While the exact syntax of element type declarations is covered in the next section, here it's relevant to explain the general composition of the DTD. In Example 7-3, five XML elements are created, each with a character data content model. A sixth element is created named order, but it takes precisely one of each of the other elements within it as its content model. Any valid document using this DTD must adhere to this structure. You can test the new document and DTD by running the xvcmd.py command, as shown here:

C:\>python c:\python20\xmldoc\demo\xmlproc\xvcmd.py order.xml xmlproc version 0.70

Parsing 'order.xml'

Parse complete, 0 error(s) and 0 warning(s)

The document order.xml is valid. If you arbitrarily change the document, it breaks.

Let's modify your order.xml document to look like the one following by deleting the qty and product_name elements. This ensures that the document breaks under the eyes of validation:

<?xml version="1.0"?>

<!DOCTYPE order SYSTEM "order.dtd">

<order>

<customer_name>eDonkey Enterprises</customer_name>

<sku>343-3940938</sku>

<unit_price>39.95</unit_price>

</order>

In this case, the parser complains about the new document structure:

$ python c:\python20\xmldoc\demo\xmlproc\xvcmd.py order.xml xmlproc version 0.70

Parsing 'badorder.xml'

E:badorder.xml:6:14: Element 'unit_price' not allowed here E:badorder.xml:7:9: Element 'order' ended, but not finished

Parse complete, 2 error(s) and 0 warning(s)

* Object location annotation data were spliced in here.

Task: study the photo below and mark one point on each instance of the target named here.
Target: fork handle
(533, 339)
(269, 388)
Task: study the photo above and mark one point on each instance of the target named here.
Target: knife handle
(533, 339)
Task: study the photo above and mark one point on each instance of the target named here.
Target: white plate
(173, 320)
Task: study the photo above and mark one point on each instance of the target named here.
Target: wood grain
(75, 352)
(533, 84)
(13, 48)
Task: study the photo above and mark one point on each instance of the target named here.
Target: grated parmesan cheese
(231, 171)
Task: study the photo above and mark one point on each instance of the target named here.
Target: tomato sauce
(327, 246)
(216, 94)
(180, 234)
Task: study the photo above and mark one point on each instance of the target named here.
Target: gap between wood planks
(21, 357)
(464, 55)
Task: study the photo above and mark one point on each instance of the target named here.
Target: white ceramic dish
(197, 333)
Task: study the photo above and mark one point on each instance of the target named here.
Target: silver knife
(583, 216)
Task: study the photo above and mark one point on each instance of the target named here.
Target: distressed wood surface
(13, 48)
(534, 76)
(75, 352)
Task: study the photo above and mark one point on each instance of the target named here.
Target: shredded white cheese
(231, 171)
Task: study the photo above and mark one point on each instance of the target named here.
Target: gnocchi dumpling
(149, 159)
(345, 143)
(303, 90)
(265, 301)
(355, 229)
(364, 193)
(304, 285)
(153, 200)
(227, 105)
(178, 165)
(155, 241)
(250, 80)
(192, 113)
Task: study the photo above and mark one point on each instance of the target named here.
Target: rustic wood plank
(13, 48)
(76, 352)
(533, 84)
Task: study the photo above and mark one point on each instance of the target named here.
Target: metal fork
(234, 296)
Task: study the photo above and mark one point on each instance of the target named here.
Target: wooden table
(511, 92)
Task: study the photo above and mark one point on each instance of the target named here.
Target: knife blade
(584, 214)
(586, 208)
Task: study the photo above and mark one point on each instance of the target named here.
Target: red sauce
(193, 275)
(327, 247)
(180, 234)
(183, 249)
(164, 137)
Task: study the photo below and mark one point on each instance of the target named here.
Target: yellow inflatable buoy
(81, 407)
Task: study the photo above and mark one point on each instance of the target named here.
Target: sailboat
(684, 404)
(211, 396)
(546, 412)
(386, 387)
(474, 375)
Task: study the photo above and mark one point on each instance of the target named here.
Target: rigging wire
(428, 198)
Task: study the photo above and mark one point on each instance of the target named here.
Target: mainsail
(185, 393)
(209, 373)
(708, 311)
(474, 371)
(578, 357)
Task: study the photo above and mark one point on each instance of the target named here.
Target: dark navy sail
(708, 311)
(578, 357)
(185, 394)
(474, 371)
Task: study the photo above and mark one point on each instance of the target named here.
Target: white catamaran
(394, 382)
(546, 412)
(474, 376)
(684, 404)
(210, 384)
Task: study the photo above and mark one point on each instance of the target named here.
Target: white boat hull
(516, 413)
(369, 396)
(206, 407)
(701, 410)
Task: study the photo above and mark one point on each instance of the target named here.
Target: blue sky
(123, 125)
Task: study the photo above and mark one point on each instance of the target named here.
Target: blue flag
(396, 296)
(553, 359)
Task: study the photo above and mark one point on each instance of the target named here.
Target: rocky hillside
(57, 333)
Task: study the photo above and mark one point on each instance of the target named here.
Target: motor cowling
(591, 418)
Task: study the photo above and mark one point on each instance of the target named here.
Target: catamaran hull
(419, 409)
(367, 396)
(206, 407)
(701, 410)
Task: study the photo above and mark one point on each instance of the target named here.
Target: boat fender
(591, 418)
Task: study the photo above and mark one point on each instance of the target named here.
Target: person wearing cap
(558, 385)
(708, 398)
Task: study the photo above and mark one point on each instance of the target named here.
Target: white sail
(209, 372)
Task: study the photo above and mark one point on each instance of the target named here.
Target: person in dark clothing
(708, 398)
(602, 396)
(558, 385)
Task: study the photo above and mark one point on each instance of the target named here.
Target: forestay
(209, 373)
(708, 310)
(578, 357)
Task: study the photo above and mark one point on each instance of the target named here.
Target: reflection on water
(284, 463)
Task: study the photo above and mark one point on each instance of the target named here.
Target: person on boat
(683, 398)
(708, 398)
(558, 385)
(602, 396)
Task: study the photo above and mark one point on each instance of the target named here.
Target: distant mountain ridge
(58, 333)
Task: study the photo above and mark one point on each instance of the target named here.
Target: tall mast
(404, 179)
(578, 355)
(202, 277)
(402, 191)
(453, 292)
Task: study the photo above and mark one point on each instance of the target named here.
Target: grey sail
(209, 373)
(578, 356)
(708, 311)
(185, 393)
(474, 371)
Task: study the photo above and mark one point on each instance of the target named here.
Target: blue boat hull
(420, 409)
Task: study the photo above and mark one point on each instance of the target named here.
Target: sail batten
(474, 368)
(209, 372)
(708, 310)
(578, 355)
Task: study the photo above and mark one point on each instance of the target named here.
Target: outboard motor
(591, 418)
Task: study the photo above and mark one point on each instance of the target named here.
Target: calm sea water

Generally, it's a good idea to place the DTD externally. This is a far more flexible way of doing things as it allows multiple document instances to be compared to one single DTD. For example, a DTD is much better when your documents are published on the Internet. You can easily have XML instance documents scattered all over the world, but if their document type declarations point to a URL for a valid DTD, they can still be validated. Using a URL to indicate the DTD allows you to keep a single copy of a DTD online.